Canadian writer W. P. Kinsella's first novel, Shoeless Joe, published in Boston in 1982, is an ingenious baseball story that smoothly weaves together fact and fantasy. The narrator, Ray Kinsella, is a baseball fanatic and dreamer who owns a farm in Iowa. One day he hears a mysterious voice saying, "If you build it, he will come." Ray believes this is an instruction to build a baseball field at his farm and that the "he" is his father's hero, Shoeless Joe Jackson, one of the greatest baseball players of all time. Jackson was banned from baseball for life following the Black Sox Scandal of 1919, in which he and seven other players accepted bribes to throw the World Series. From this premise, Kinsella spins his tale full of magic and nostalgia. Shoeless Joe shows up, and Ray continues to pursue his dream, even traveling cross-country to kidnap the reclusive writer J. D. Salinger who joins Ray in his quest to restore the broken dreams of the past.
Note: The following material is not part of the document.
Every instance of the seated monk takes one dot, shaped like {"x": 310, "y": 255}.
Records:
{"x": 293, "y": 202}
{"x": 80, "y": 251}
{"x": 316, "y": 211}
Set in idyllic rural Iowa and told in lyrical, poetic, sometimes sentimental prose, Shoeless Joe is a story of the power of the imagination and the triumph of love. It is about dreams and hope and trust and the fulfillment of long-buried desires. The dominant note throughout is the characters' consuming love of baseball, which is presented almost as a religion, and is contrasted, favorably, with the spiritual dryness of conventional Christianity.
Shoeless Joe was made into the popular movie Field of Dreams in 1989, and for a while the words "If you build it, he will come" became almost as well-known in American popular culture as the famous phrase "Say it ain't so, Joe," allegedly spoken by a young fan to Shoeless Joe during the Black Sox Scandal.